Relative force error, relative time error, and relative endpoint error for the fast and slow contractions as a function of target force. Each data point corresponds to the mean ± SE for 1 block of 15 trials at each target force for fast (filled circles) and slow (open circles) contractions. a The relative force error was similar for the two contraction speeds and four target forces, and there was no significant interaction between contraction speed and target force. b The relative time error increased with target force for the fast contractions, but not the slow contractions. Furthermore, the fast contractions exhibited significantly greater relative time error compared with the slow speed contractions, especially at higher force levels (speed × force interaction P = 0.001). C. The relative endpoint error was significantly greater for the fast contraction than for the slow contractions (P = 0.001). However, the speed × force interaction was not significant (P = 0.1) despite the greater relative endpoint error for the fast contractions at the higher force levels

Agonist and antagonist EMG amplitude

The EMG amplitude for FDI (Fig. 7a) increased with target force for both contraction speeds (18.0 ± 8.84, 25.8 ± 11.1, 32.8 ± 14.3, and 38.4 ± 14.5% of MVC for the 20, 40, 60, and 80% target forces, respectively; P < 0.001), but a main effect for speed (P = 0.001) indicated greater EMG amplitude during the fast speed contractions (34.7 ± 9.63% of MVC) compared with the slow contraction speeds (22.9 ± 8.25% of MVC). There was no significant interaction between contraction speed and force. Although the main effect for EMG amplitude of SPI failed statistical significance due to the high variability in SPI activation by the subjects, there was a trend (P = 0.07) for an increase in EMG amplitude of the SPI as a function of target force (10.8 ± 10.3, 13.4 ± 14.4, 14.7 ± 13.5, and 19.0 ± 14.2% of MVC for the 20, 40, 60, and 80% target forces, respectively; Fig. 7b). The main effect for contraction speed (15.7 ± 4.17% of MVC = fast contractions vs. 13.3 ± 2.83% of MVC = slow contractions; P = 0.283) and the speed × force interaction were not significant.

Fig. 7.

Fig. 7

The peak EMG amplitudes of the agonist (FDI) and antagonist (SPI) muscles for the fast and slow contractions as a function of target force. Each data point corresponds to the mean ± SE for 1 block of 15 trials at each target force for fast (filled circles) and slow (open circles) contractions. a The FDI peak EMG increased linearly with target force for the fast and slow contractions (P < 0.001) and was greater for the fast contractions compared with the slow contractions (P < 0.001). b There was no significant change in SPI peak EMG (P = 0.283) as a function of target force for the fast and slow contractions. There was no main effect for SPI peak EMG across contraction speed (P = 0.07)

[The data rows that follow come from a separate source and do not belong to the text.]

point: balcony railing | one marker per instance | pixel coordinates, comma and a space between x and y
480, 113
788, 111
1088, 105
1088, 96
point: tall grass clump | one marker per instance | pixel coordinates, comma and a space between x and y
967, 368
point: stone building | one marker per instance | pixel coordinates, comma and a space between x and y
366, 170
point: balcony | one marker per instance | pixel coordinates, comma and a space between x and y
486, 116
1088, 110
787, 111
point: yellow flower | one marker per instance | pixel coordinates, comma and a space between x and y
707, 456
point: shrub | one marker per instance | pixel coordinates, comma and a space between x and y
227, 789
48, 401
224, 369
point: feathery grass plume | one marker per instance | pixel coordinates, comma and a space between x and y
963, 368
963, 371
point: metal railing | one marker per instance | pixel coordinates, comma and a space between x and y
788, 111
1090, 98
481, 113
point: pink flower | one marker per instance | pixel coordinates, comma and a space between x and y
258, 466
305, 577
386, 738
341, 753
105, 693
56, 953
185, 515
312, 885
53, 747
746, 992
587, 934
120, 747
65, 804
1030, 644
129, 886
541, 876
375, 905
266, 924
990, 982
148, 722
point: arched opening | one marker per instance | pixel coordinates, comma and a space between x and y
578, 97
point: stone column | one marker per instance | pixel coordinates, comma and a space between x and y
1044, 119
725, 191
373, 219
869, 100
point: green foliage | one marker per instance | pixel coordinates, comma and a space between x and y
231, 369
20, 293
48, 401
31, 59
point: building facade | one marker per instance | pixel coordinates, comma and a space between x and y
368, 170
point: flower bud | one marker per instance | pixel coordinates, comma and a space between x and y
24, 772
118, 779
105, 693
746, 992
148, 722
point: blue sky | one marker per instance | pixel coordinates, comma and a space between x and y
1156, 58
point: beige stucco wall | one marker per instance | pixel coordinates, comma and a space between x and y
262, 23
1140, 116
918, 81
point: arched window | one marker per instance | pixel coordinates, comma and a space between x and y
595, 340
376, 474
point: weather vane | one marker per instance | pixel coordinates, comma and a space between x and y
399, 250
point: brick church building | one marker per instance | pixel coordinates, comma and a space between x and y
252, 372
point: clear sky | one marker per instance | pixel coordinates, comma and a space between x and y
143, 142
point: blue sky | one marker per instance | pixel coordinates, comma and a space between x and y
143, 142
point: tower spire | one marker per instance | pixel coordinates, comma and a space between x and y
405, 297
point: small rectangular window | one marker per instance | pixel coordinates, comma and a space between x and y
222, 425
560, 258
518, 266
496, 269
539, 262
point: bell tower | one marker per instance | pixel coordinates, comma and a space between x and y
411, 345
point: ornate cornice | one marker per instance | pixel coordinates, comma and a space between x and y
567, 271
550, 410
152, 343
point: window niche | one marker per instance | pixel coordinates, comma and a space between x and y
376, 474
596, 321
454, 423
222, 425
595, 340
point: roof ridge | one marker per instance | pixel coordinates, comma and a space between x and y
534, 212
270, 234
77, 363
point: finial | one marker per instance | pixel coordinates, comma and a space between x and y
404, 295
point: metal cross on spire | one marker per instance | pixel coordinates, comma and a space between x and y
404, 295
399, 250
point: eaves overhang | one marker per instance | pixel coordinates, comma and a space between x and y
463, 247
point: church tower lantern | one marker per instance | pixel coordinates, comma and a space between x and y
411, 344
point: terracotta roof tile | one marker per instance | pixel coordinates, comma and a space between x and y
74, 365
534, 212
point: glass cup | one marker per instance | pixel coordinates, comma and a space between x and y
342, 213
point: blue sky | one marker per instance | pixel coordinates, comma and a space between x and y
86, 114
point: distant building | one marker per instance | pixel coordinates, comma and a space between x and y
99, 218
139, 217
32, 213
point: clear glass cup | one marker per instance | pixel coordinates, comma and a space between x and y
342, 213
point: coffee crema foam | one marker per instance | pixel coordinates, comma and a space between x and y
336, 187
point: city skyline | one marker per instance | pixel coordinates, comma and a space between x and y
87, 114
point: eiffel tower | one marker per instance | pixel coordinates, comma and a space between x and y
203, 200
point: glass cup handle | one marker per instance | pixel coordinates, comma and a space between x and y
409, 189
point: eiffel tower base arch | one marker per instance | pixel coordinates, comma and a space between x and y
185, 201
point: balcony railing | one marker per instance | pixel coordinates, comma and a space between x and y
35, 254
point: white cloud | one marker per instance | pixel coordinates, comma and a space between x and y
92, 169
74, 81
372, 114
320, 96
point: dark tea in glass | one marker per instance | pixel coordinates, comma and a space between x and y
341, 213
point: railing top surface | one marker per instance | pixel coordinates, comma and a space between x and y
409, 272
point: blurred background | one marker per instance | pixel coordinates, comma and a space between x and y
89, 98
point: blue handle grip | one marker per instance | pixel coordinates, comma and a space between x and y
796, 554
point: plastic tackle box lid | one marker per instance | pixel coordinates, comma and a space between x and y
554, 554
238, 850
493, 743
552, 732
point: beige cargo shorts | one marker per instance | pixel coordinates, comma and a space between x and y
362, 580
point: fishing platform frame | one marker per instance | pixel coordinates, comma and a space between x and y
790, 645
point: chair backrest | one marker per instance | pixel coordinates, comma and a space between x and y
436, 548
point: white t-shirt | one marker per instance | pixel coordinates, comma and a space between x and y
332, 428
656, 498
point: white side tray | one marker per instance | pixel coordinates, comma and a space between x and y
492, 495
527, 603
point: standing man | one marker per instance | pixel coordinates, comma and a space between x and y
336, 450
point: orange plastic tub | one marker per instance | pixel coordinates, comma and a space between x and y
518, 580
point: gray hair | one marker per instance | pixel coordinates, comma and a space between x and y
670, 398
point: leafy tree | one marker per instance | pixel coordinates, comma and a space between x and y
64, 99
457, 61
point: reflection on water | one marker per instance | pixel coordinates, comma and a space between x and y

Associations between motor-output variability and error

Bivariate linear regression analyses were used to determine the associations between the measures of error and variability. First, the association between endpoint variance and endpoint error for both the fast and slow contractions at each target force was examined. Endpoint variance was not significantly correlated (r ranged from −0.36 to 0.29) with endpoint error for any of the force levels at each contraction speed, except for 80% target force at the fast speed (r = 0.671). Second, a regression analysis examined the influence of force trajectory SD on endpoint error, force error, and time error (Table 2). Force trajectory SD was not significantly correlated with either endpoint error or time error, but it was correlated with the force error (Table 2; r ranged from 0.52 to 0.74). Third, regression analyses evaluated the associations between the SD of peak force (Table 3) and the SD of the time to peak force (Table 4) with the three measures of error. The SD of peak force was systematically correlated (r ranged from 0.67 to 0.97) with the force error, but not the endpoint error or the time error (Table 3). The SD of time to peak force was always associated with the endpoint error (r ranged from 0.49 to 0.84) and the time error (r ranged from 0.63 to 0.87), and was positively associated with the force error for the fast contractions at the 60 and 80% target forces and was negatively associated for the slow contractions at the 20 and 80% target forces (Table 4). In general, these results indicate that force trajectory SD was associated with measures of force accuracy and variability but not with measures that included a timing accuracy or variability component.

Table 2.

Correlations between force trajectory SD (N) and the measures of error and variability during the goal-directed trials

Fast (150 ms)
Slow (1 s)
20% 40% 60% 80% 20% 40% 60% 80%
Endpoint error (cm) 0.30 0.15 0.37 0.45 0.03 −0.31 0.11 −0.06
Time error (ms) 0.38 0.20 0.42 0.47 0.05 −0.38 0.06 0.04
Force error (N) 0.67 0.70 0.53 0.74 0.52 0.72 0.62 0.30
Endpoint variance (cm2) −0.36 0.11 0.20 0.67 0.00 0.29 0.00 0.29

Bold indicates P < 0.01

Table 3.

Correlations between peak force SD (N) and the three measures of error during the goal-directed trials

Fast (150 ms)
Slow (1 s)
20% 40% 60% 80% 20% 40% 60% 80%
Endpoint error (cm) 0.42 0.47 0.37 0.34 −0.21 −0.28 0.36 −0.15
Time error (ms) 0.47 0.48 0.38 0.36 −0.07 −0.36 0.16 −0.11
Force error (N) 0.67 0.80 0.86 0.69 0.93 0.81 0.97 0.86

Bold indicates P < 0.01

Table 4.

Correlations between time to peak force SD (N) and the three measures of error during the goal-directed trials

Fast (150 ms)
Slow (1 s)
20% 40% 60% 80% 20% 40% 60% 80%
Endpoint error (cm) 0.72 0.67 0.84 0.70 0.49 0.82 0.59 0.73
Time error (ms) 0.85 0.72 0.87 0.71 0.49 0.83 0.63 0.76
Force error (N) 0.31 0.16 0.72 0.73 −0.54 −0.10 −0.22 −0.50

Bold indicates P < 0.01

Prediction of change in endpoint error

Stepwise multiple linear regression models were used to identify those features of the EMG activity for the two muscles that could explain the differences observed in endpoint error. The main differences in endpoint error included the following: (1) greater endpoint error for fast compared with slow goal-directed contractions to the 60 and 80% MVC target forces; (2) greater endpoint error for 80% relative to 20% for fast contractions; (3) an average (both fast and slow contractions) decline in endpoint variance from 20 to 80% MVC.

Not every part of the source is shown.